Neutron irradiation effect on amorphous porous silica

Porous silica is widely used as antireflection films in inertial confinement fusion facilities and be irradiated by high fluence neutron. To date, the neutron irradiation effect of amorphous porous silica is still unclear. In this paper, we give a comprehensive insight into neutron irradiation effect on microstructure, mechanical, and optical properties of porous silica under 14 MeV neutron irradiation by using molecular dynamics and density-functional theory-based methods.
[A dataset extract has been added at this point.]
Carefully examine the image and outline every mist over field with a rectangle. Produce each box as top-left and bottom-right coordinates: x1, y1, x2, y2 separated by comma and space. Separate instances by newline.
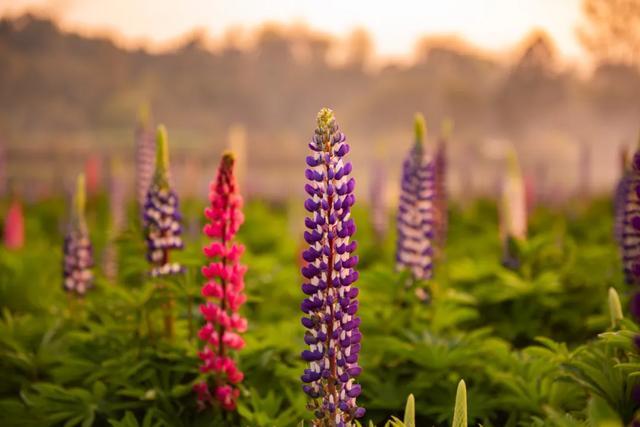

We find that, for microstructure, neutron irradiation elongates Si-O bond distance, obviously reduces the max value of Si-O-Si bond angle, coordination number distribution, and increases Si3+ and non-bridging oxygen defects. The bulk modulus, shear modulus, and Young's modulus are all obviously reduced due to neutron irradiation, but Poisson's ratio changes relatively small. The light transmittance is reduced, and the optical absorption coefficient is increased after neutron irradiation, especially in the photon energy range of 3-4 eV, which is detrimental to the resistance of laser-induced damage. Moreover, we find that neutron irradiation has more influence on high-porosity porous silica than low-porosity porous silica, which is mainly due to the higher defect percentage in high porosity. Present work is expected to be valuable in the study of degradation mechanism of nuclear material under neutron radiation.

Automated summary

In this paper, the neutron irradiation effect on porous silica under 14 MeV neutron irradiation is investigated using molecular dynamics and density-functional theory-based methods. It is found that neutron irradiation elongates the Si-O bond distance, reduces the Si-O-Si bond angle, coordination number distribution, and increases Si3+ and non-bridging oxygen defects. The mechanical properties such as bulk modulus, shear modulus, and Young's modulus are all reduced, while the optica properties such as light transmittance and optical absorption coefficient are negatively affected. Additionally, it is observed that high-porosity porous silica is more influenced by neutron irradiation due to the higher defect percentage.